Hobbs’ plan didn’t include an estimated total cost. However, Hobbs did give dollar amounts for certain initiatives, amounting up to $295 million if she serves one term, and up to $575 million if she serves two terms:
up to $5 million a year to remove toxic chemicals from water
a one-time allocation of $15 million to build wells for rural Arizonans, Latinos, and indigenous communities
$15 million a year to restore forests and watersheds
$25 million a year in grants for communities and private landowners affected by wildfires
up to $25 million a year for preserving cultural and historical heritage spaces
Associated with some of these planned funding initiatives were disclosures that preference would be given to those aligning with certain social justice aims, such as combatting the urban heat island effect.

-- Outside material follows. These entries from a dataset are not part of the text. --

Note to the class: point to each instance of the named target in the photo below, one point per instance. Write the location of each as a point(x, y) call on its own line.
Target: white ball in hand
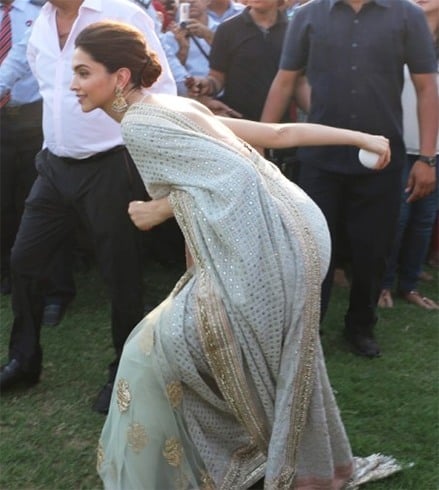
point(368, 158)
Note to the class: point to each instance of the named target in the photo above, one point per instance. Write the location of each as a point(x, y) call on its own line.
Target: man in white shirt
point(84, 170)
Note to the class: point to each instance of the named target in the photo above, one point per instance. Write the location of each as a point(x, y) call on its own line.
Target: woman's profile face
point(93, 85)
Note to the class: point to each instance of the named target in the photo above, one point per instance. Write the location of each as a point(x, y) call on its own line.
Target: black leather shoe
point(13, 375)
point(102, 402)
point(362, 344)
point(5, 285)
point(53, 314)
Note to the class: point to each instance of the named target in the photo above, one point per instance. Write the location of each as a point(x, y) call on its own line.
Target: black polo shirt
point(354, 63)
point(249, 58)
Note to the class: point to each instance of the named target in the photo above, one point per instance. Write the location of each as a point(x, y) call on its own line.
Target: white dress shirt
point(69, 132)
point(15, 74)
point(410, 119)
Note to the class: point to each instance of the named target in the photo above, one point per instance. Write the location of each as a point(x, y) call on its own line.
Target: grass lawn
point(390, 405)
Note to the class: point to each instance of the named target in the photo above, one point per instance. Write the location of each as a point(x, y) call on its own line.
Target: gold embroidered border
point(304, 379)
point(217, 339)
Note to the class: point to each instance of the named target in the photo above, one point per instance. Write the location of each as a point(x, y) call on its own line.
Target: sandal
point(415, 298)
point(340, 278)
point(385, 300)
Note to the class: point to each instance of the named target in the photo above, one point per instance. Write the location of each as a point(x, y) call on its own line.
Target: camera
point(183, 13)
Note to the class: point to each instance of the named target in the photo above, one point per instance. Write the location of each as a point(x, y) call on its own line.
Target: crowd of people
point(189, 95)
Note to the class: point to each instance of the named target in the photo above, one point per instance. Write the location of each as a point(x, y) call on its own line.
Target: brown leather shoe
point(414, 297)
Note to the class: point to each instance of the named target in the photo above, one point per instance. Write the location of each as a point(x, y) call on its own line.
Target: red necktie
point(5, 42)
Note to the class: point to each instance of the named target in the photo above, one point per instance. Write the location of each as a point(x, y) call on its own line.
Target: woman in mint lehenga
point(224, 383)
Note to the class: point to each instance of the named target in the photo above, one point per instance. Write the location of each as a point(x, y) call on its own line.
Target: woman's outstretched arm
point(277, 135)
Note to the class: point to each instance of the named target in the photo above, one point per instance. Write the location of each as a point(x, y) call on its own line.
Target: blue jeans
point(413, 236)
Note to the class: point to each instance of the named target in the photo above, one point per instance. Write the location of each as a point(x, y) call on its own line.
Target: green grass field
point(390, 405)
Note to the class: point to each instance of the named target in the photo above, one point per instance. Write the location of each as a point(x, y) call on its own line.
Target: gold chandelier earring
point(119, 104)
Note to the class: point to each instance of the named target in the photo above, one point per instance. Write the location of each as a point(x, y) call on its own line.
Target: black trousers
point(367, 208)
point(21, 139)
point(97, 190)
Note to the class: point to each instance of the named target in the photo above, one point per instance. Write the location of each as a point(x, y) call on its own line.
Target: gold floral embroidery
point(137, 437)
point(173, 452)
point(100, 456)
point(123, 395)
point(206, 481)
point(182, 482)
point(174, 391)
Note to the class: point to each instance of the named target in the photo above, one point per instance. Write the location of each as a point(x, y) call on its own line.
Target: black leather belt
point(94, 158)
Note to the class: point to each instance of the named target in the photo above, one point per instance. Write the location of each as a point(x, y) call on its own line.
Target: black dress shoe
point(13, 375)
point(5, 285)
point(102, 402)
point(362, 344)
point(53, 314)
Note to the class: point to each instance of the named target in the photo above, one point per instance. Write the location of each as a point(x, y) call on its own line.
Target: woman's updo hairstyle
point(118, 45)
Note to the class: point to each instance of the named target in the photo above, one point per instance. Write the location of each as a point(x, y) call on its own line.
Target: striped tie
point(5, 42)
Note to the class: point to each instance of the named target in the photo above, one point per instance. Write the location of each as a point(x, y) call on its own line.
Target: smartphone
point(183, 12)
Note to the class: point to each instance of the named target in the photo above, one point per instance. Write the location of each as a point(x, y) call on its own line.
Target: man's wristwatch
point(431, 161)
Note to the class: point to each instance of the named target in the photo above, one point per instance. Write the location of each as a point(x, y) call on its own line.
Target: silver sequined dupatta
point(250, 321)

“Katie Hobbs’ Plan for a Resilient Arizona” proposed three overarching priorities: securing and modernizing the state’s water infrastructure, addressing wildfires and sustaining natural resources, and building a “clean energy economy.”
The Republican National Committee (RNC) research team issued a lengthy rebuttal of Hobbs’ plan. In a statement, spokesman Ben Petersen criticized the timing of a plan that would raise energy prices in the context of inflation increasing prices on everything, most noticeably gas and groceries.
“Democrat Katie Hobbs will struggle to explain her ‘Green New Deal’-esque scheme to voters paying record-high gas prices under Biden,” asserted Petersen. “Arizonans want more energy production and relief from the Biden Gas Hike, not Katie Hobbs’ far-left scheme to raise gas prices and energy bills.”
Tucson Mayor Regina Romero endorsed Hobbs’ plan. Last year, the city undertook a number of efforts to expand “clean” energy usage, which included requiring new homes to have electric vehicle charging ports.